You must understand that betting on the progressive only pays out when you receive a flush or better without drawing any extra cards. This makes it the same as the caribbean stud progressive with only five cards determining if you have won or not. If you have to draw, you didn't win anything on the progressive (unless you got a four of a kind).
Here are the progressive payouts for caribbean draw:
Royal Flush - 100% of the jackpot, Straight Flush - 10% of the
jackpot, Four of a Kind - $500
Full House - $100, Flush - $75
Caribbean Draw Strategy
The thing that makes this game difficult to develop a good strategy for is twofold:
- You must decide whether to bet or fold before you receive the cards you are drawing for
- The dealer also gets to draw up to two cards to make his hand better
First thing that is important to know is the dealer's drawing strategy. The dealer will not automatically have to draw for two cards if the situation is right.
Here is what the dealer will do in general:
- If the dealer has no pairs, then he will drop the two lowest cards
- If the dealer has one pair, then he will drop the two lowest singletons
- If the dealer has two pairs, then he will drop the one singleton
- If the dealer has a three of a kind, then he will drop the two singletons
- The dealer will draw one card if he is one away from a straight (inside or outside) or flush, unless the dealer has a pair as well
- Otherwise, his hand is already complete and the dealer will not draw
After several hours of trial and error, here are some general things that I have noticed:
- It seems like the dealer qualifies about 1 out of every 2 hands average, which is similar
to caribbean stud. This means that you should only be playing 1 out of every 2 to 2 out of
every 3 hands average.
If you think you should fold, then fold you hand. The dealer qualifies much more often than I would have thought at first, so betting on a blank hand is a bad idea.

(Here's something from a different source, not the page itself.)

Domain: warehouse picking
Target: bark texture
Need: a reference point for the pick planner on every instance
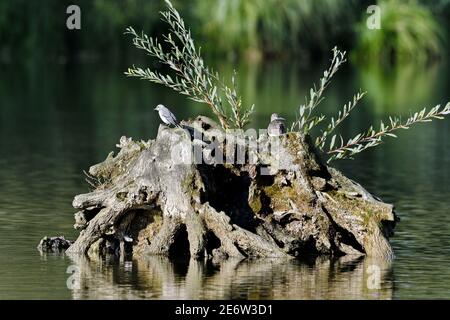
(281, 204)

- If you have a pair of 8's or higher in your starting hand, you
- If you have a pair of 2's to a pair of 7's in your starting
hand, you should bet if you have another card 8 or higher.
- If you don't have a pair in your starting hand, you should
always bet if you have three cards that are 8 or higher.
- If the dealer is showing a 7 or lower, than you should call
if you have two cards higher than 8 in your hand.
- If you have four to an outside straight draw or four to
a flush, then you should call and drop the one card, unless
you already have a pair of 8's or higher in your starting hand.
- The only time to go for a straight or flush with three
cards is when you have three connected cards to straight flush.
- If you hand does not match any of the above, fold.